Already this year, leading oil majors including BP and Shell have written down the value of their assets after revising long-term oil price assumptions, which underpin decisions such as capital expenditure and impairments, and investors are now calling on the process to be expanded to all companies.
Last week, investor groups representing more than $103 trillion in assets wrote an open letter calling on companies and auditors to follow guidance from the International Accounting Standards Board (IASB) released last year.
That statement, in the form of an IASB ‘opinion’, made clear that factoring climate risks into company accounts is already required within the existing rules, if relevant and material, even though most companies have yet to do so.
Specifically, the investor groups, which include the United Nations-backed Principles for Responsible Investment, said companies needed to explain the key assumptions made with regard to climate risk and make sure they are compatible with the goals of the Paris climate agreement.

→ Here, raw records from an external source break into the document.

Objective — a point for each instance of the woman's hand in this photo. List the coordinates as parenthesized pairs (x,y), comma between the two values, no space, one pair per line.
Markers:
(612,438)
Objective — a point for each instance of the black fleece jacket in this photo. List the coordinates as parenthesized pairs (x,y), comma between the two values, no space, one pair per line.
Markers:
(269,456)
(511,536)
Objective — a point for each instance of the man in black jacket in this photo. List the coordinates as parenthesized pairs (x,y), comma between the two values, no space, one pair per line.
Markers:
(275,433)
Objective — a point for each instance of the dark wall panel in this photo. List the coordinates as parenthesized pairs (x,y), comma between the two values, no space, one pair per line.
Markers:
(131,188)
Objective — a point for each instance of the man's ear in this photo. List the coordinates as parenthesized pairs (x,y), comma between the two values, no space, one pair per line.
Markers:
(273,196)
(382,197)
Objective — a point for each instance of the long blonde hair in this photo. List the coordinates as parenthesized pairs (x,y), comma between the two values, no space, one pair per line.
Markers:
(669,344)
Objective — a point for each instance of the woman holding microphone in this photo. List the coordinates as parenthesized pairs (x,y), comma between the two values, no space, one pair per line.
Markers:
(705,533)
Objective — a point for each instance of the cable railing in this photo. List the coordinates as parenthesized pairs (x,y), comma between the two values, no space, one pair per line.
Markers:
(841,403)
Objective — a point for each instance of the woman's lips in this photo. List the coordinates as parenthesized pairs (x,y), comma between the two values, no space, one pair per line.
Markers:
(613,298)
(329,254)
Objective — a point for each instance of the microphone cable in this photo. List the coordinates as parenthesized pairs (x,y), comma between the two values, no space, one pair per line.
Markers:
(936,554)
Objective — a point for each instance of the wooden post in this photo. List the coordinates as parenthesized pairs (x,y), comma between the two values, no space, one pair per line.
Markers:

Auditors, meanwhile, needed to only sign off accounts that were consistent with the IASB opinion in “letter and spirit”. Regulators and civil society then needed to support the implementation of the opinion.
Speaking at a UN PRI webinar on Thursday, Carney, who has long championed the Taskforce on Climate-Related Financial Disclosures – a framework to help companies assess and manage the risks of climate change – said the conclusions also needed to be reflected in company profit and loss statements.
“It’s recognising that when climate change risks are considered material that, just as any other financial risk, there should be disclosures included.”
“If they (company boards) don’t think Paris-compliant assumptions are relevant for the valuing of assets, then it’s important that that is known.”